Inside New York’s Fight Against Scaffold Law Fraud


By Andriana Vamvakas, CFE

President, Andromeda Advantage

"The first time the pattern stopped feeling like coincidence I knew that something larger was at work."

After 34 years as a federal investigator I followed paper trails, exposed networks, and helped secure indictments and convictions in fraud cases that involved millions of dollars. As a certified fraud examiner, I have been trained to trust patterns and to remain a natural skeptic. When I began seeing clusters of injury claims tied to the same buildings, the same doctors, the same law firms, and the same social circles the alarm bells went off. The incidents were almost identical. An allegedly injured person would report an unwitnessed construction accident, go to an emergency room, decline an MRI and then, a week later, begin medical treatment and retain legal representation from the same small set of providers and attorneys.

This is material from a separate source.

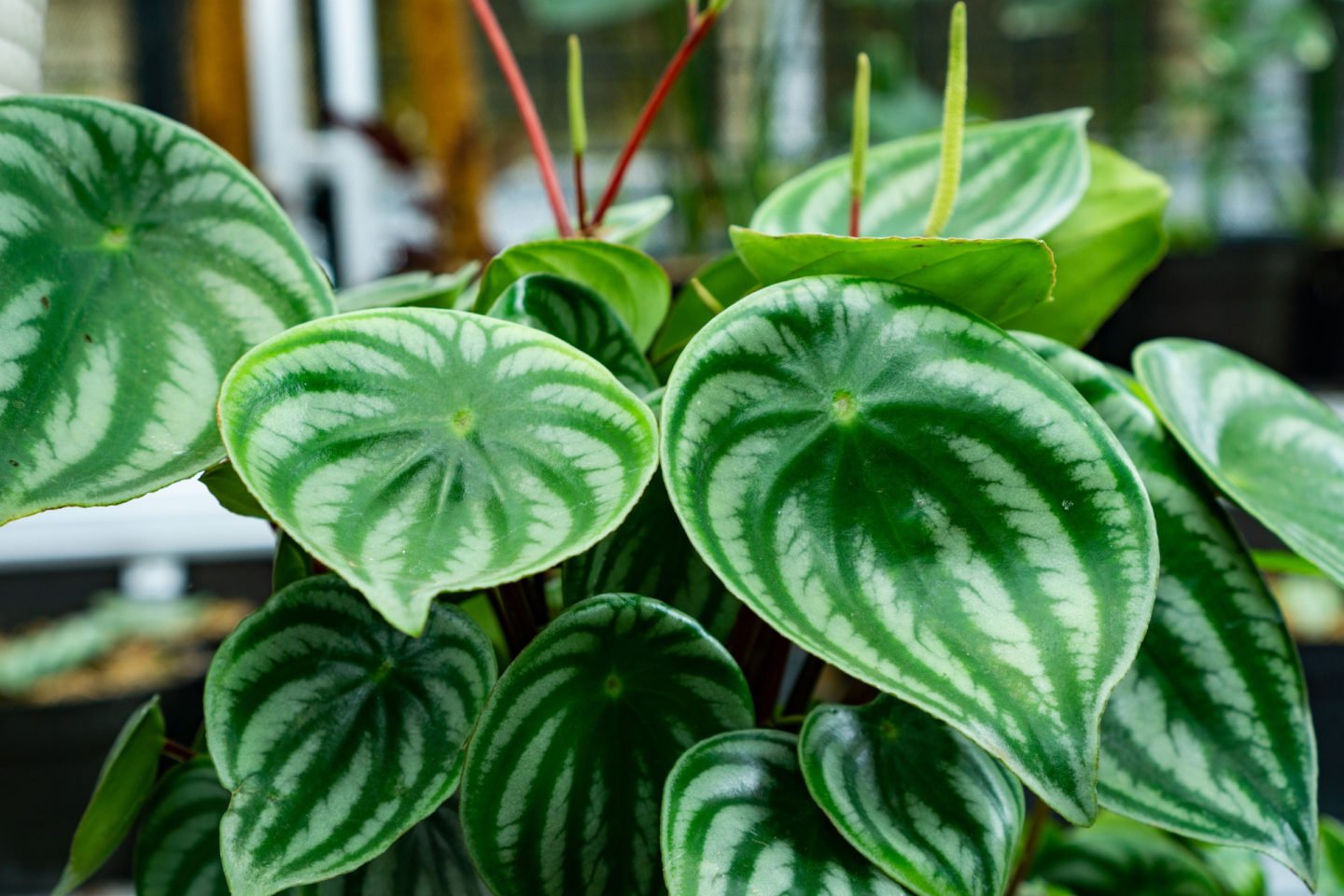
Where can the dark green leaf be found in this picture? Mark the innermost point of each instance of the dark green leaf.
(335, 733)
(565, 771)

Claims Patterns Demonstrate Organized Behavior


What began as isolated false claims has become a citywide crisis. Since the pandemic staged construction-site accidents and fraudulent injury claims have increased roughly fivefold. These are not random opportunists looking for a quick payout. Organized criminal networks are coercing vulnerable people, often newly arrived migrants, into staging accidents or submitting inflated claims. Litigation funding frequently bankrolls the operation. Some people endure unnecessary and invasive spine and neck procedures performed by bad doctors who profit from the deception. The human cost is devastating. Individuals with very few options are exploited and see only a sliver of any recovery. In one matter the person who staged the fall received $15,000 and the remainder of the settlement went to coyotes and middlemen, leaving the participant with almost nothing after legal fees and expenses were paid.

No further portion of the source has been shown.